Pisa-Debakel: Jetzt sollen Viereinhalbjährige zum Pflichttest!

Rheinland-Pfalz zieht nach dem jüngsten Pisa-Schock die Notbremse. Ministerpräsident Gordon Schnieder (CDU) kündigte gegenüber den Zeitungen des Redaktionsnetzwerks Deutschland verbindliche Sprach- und Fähigkeitstests für Kinder ab viereinhalb Jahren an. Sein Befund fällt drastisch aus: Viele Erstklässler seien schlichtweg nicht schulreif.
Stift halten, schneiden, Schnürsenkel binden
Was Schnieder aufzählt, klingt für ältere Generationen wie eine Selbstverständlichkeit. Wer in die Grundschule komme, müsse Deutsch sprechen und bestimmte Grundfähigkeiten beherrschen, so der Regierungschef – dazu gehöre, einen Stift zu halten, mit der Schere zu schneiden und Schnürsenkel zu binden.

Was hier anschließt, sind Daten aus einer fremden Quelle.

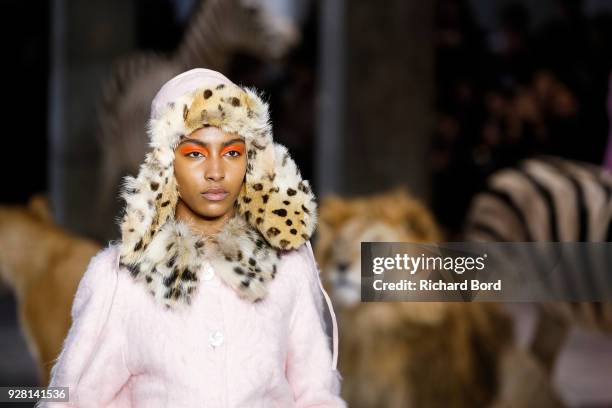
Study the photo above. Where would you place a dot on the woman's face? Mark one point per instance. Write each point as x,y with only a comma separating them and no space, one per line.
209,167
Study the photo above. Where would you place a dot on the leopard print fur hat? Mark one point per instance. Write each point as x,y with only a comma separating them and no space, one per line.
276,208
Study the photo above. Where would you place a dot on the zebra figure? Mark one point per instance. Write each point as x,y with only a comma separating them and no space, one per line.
217,30
548,199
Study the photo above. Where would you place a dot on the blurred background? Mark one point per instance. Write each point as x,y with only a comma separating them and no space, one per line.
435,98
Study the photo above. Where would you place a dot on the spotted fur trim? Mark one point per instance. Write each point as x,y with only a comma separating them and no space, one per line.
276,209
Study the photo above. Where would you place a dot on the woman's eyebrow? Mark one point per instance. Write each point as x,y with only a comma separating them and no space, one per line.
203,144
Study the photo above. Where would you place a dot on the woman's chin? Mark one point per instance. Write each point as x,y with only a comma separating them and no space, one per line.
213,210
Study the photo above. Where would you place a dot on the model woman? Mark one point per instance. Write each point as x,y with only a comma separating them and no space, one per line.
212,297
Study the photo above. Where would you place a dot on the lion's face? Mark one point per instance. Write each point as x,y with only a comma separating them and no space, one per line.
345,223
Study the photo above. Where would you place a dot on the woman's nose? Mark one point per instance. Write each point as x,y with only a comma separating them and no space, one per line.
215,170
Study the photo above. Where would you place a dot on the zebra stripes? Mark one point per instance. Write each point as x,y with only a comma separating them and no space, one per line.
550,199
544,199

„Im Moment sind sehr viele Kinder bei der Einschulung gar nicht grundschulreif“
Die Landesregierung habe dafür die Weichen gestellt. Für einen nationalen Bildungsgipfel sei er offen, betonte Schnieder – er sei offen für alles, was das Bildungssystem besser mache. Deutschland habe keine Rohstoffe, die Kinder seien „unsere größten Schätze“. Sein Prinzip: vorne anfangen, damit hinten nicht repariert werden müsse.
Die Zahlen hinter dem Absturz
Der Anlass ist bitter. Laut den am Dienstag vorgestellten Pisa-Ergebnissen erreichten die getesteten 15-Jährigen in Deutschland die niedrigsten Kompetenzwerte seit Beginn der Erhebungen. Medienberichten über die Studie zufolge rutschte Mathematik von 475 auf 464 Punkte, das Lesen von 480 auf 465 Punkte.

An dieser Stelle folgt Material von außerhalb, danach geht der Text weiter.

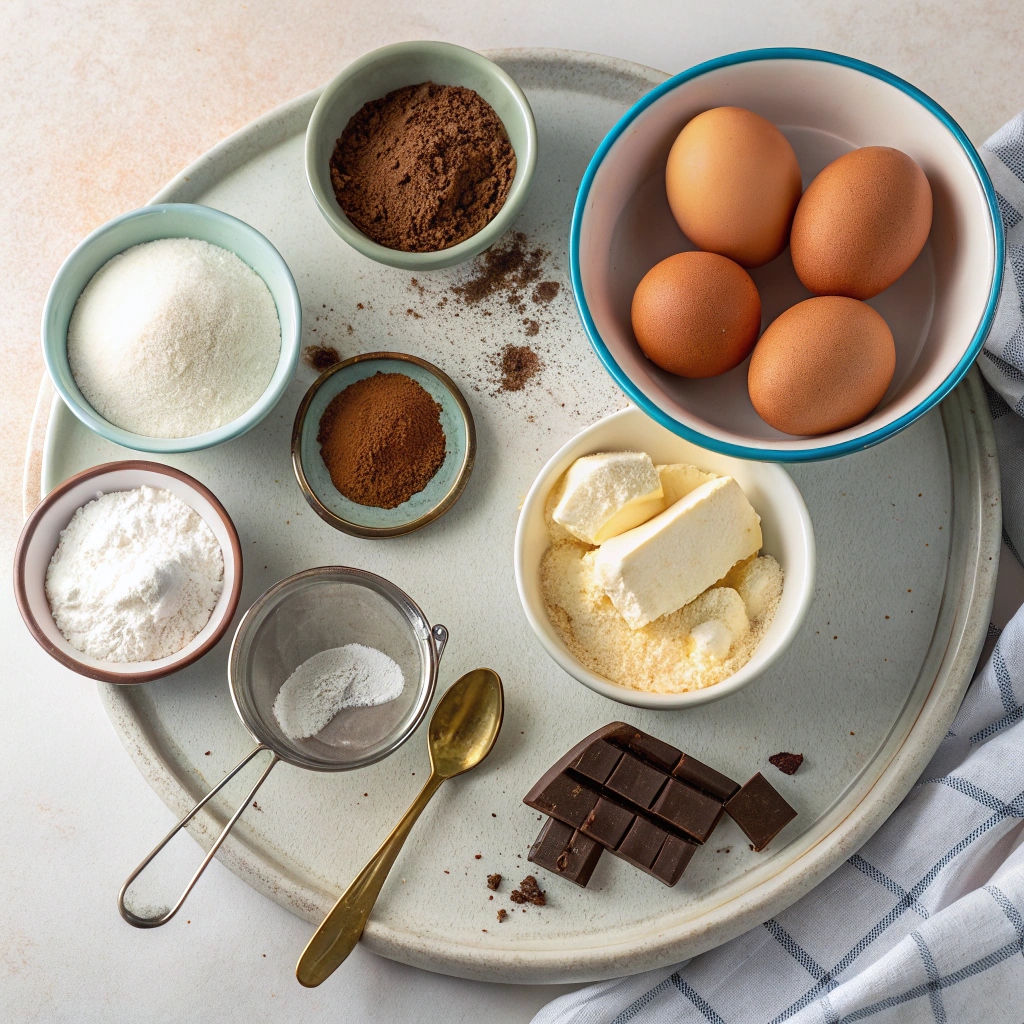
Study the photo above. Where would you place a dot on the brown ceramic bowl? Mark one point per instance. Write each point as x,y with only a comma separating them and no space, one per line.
42,532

Zur Einordnung: 20 Pisa-Punkte entsprechen etwa dem Lernstoff eines ganzen Schuljahres. Rund ein Drittel der Jugendlichen verfehlt in Lesen und Mathematik das von der OECD definierte Mindestniveau. Beim Lesen waren es 2022 noch 25 Prozent, heute 32 Prozent. In Mathematik kletterte der Anteil der Leistungsschwachen seit 2015 um 17 Prozentpunkte.

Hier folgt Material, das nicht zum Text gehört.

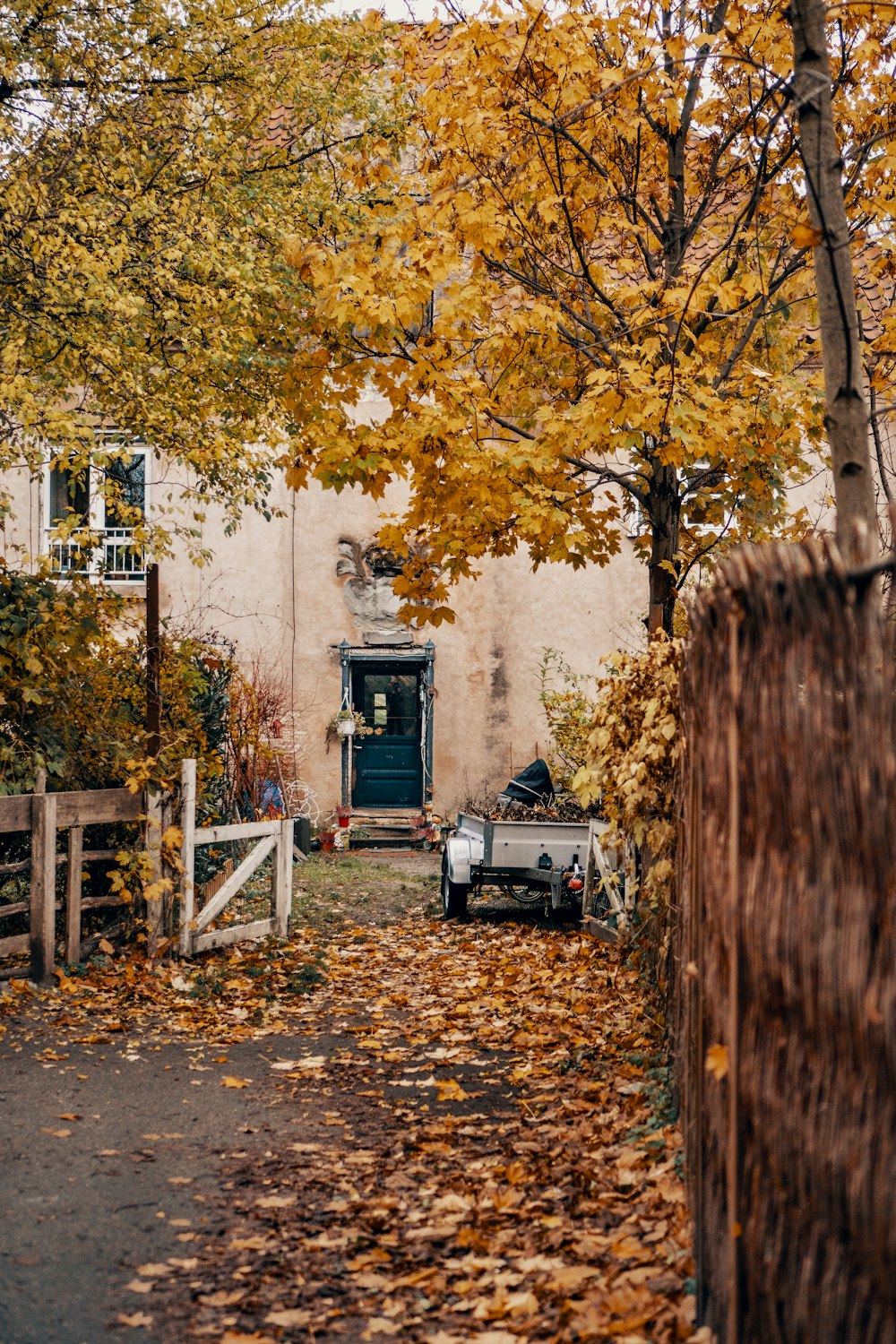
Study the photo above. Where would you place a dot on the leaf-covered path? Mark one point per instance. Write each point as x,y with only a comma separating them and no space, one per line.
457,1134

An den Gymnasien verfehlen laut den Studiendaten 5 bis 6 Prozent das Mindestniveau – an nicht gymnasialen Schularten 43 Prozent beim Lesen und 47 Prozent in Mathematik. Wer hier von Chancengleichheit spricht, sollte diese Zahlen zweimal lesen.
Sprache entscheidet – und zwar früh
Die Daten stützen Schnieders Fokus auf die frühkindliche Bildung. 29 Prozent der 15-Jährigen in Deutschland haben nach Pisa-Definition einen Zuwanderungshintergrund. In den Naturwissenschaften erreichen Jugendliche ohne Zuwanderungshintergrund im Schnitt 521 Punkte, spät zugewanderte Jugendliche 392 Punkte – eine Lücke von 129 Punkten.
Rechnet die Studie soziale Herkunft, Geschlecht und die zu Hause gesprochene Sprache heraus, schrumpfen die Abstände deutlich. Genau das ist der politische Kern: Sprache ist der Hebel – und je später man ihn ansetzt, desto teurer wird die Reparatur.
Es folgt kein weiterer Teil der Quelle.